“You are about to witness the top of pyramids” the taxi driver told me, smiling nonchalantly. “It’s ok to laugh, or cry, or scream if you feel like it. I’ve had tourists do it all.” I looked, and surely a few seconds later the small triangles were there in the horizon. Only the top at first, and then slowly the rest of the Giza pyramids unfolded: sandy colored, uncaring, a pile of stones neatly stacked, bound with untranslated magic and mysteries. I looked at it all, and felt nothing. Some things are so great, their encounter shocking enough to empty one’s mind and heart from thoughts and emotions. 
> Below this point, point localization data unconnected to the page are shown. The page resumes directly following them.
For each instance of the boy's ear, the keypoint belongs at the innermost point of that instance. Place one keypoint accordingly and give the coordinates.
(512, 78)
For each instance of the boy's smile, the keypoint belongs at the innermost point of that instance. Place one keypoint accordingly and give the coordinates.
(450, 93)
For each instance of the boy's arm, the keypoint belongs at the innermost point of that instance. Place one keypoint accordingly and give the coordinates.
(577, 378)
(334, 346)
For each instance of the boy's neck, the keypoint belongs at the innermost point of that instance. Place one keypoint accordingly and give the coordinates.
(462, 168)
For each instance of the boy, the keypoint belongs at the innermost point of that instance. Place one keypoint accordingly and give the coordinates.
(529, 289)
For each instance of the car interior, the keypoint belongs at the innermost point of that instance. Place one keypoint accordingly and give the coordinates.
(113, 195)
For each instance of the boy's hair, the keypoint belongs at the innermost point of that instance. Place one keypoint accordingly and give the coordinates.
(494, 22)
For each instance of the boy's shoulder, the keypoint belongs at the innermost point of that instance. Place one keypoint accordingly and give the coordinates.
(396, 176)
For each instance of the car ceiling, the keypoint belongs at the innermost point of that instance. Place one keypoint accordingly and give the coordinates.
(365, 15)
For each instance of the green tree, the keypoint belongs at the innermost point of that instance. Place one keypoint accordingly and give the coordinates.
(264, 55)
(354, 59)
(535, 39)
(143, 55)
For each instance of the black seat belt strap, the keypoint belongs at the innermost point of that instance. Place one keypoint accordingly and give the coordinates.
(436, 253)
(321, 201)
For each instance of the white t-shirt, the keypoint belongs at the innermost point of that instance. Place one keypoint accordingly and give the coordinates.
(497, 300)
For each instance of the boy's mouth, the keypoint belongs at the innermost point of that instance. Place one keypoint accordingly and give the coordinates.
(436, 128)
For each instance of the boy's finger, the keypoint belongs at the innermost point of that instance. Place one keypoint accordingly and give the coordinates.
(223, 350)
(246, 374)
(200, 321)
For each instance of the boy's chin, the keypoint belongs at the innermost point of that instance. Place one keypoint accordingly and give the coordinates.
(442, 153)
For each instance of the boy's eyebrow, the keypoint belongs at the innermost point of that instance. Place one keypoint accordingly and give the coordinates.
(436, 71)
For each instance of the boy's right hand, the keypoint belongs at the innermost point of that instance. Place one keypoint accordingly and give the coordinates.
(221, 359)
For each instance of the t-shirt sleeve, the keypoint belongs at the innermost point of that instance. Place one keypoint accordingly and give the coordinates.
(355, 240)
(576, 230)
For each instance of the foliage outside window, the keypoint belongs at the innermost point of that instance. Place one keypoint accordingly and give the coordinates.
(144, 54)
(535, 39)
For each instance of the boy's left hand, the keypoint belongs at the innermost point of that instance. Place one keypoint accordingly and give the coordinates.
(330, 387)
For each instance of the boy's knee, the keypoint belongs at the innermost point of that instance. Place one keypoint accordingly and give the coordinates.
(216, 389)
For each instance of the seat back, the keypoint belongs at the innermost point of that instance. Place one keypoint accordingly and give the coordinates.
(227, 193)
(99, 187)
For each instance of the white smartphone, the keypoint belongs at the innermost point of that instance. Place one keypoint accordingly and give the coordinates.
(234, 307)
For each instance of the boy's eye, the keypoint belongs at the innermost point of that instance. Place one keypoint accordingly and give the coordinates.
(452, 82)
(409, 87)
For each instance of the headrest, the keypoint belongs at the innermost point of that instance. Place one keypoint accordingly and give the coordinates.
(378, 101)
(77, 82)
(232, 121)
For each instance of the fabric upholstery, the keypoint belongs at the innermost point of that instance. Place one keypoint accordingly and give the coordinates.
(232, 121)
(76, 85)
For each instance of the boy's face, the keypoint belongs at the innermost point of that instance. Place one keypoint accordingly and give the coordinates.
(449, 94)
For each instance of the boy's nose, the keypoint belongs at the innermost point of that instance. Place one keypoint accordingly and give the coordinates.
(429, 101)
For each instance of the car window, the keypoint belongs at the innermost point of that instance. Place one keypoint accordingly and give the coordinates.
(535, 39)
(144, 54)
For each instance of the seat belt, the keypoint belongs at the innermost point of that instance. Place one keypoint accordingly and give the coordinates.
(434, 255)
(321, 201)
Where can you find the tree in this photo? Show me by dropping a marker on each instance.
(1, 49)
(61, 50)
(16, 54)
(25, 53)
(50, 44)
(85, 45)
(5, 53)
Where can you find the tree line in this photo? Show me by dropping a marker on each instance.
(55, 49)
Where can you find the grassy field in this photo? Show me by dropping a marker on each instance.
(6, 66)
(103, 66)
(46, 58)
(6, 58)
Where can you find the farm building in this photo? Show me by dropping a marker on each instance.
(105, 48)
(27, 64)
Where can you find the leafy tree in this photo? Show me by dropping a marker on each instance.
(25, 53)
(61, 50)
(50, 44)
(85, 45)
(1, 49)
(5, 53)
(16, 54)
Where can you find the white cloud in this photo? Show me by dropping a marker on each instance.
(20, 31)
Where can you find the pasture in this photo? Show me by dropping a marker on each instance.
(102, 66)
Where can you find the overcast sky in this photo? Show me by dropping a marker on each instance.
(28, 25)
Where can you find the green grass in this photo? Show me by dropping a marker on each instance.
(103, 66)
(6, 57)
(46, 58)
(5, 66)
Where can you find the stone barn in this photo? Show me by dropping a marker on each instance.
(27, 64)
In Giza, it’s hard to have a “bad” view…

A guide shared with me the area’s facts and history, a traveler shared some of the popular conspiracy theories, my local host shared the beliefs of his people. None of these made me weep with joy and wonder, not like a camel did.

Light weaving in Egypt’s ancient ruins.

“Is it worth paying 10 dollars to go walk in the scorching heat just to see some old stones stalked on top of each other?” I raised a finger, licked it and let the light drift decide. “Yes, it is”, I decided.

I walked around the 12 pyramids – 3 bigger ones for the pharaohs, 9 smaller ones for their queens – structures defiant of their age and weather and people stumbling around with their sneakers and camels and plastic waste. A quiet, respectful yet questioning murmur rose around me; humans touching the stones, stepping on them, taking pictures that will last a fraction of the pyramid’s lifespan. Seeing them for one’s own self offered no clarity in the universe’s real nature. “We are.” the pyramids’ presence echoed.

The quietest moments in Cairo did not happen while I was laying jetlagged and wide awake in my bed at 2am, nor when the minarets stopped echoing the imam’s prayers. The quietest I’ve ever felt was while walking on the hot asphalt, with a sandy colored camel walking slowly next to me chewing some barely seen straw, its lips and teeth and mouth moving in exaggeration. Its huge and flat hooves caressing the road softly, quiet as a light breeze on the sun-scorched ground. As the beast passed me by, its beauty and indifference shocked me deeply. “I am”, its rhythmical movements declared unapologetically. The whole world’s mysteries exhaled a hot breath, connecting all the wisdom I’ve been absorbing during my days in Cairo, making all the magic tangible, reminding me that I, too, am. I started weeping. The camel and the man on its back kept moving along the hot road, and I had no option but to follow their shadow, tears drying quickly on my cheeks. 

“Welcome to Alaska!” A man on a carriage snapped me out of it, and I laughed, more tears rolling down my cheeks. This world is full of mysteries that I might never understand, but falling in love with the world, and with it, myself, has never been easier than right at that moment. 

Worth every drop of sweat sacrificed to the dessert.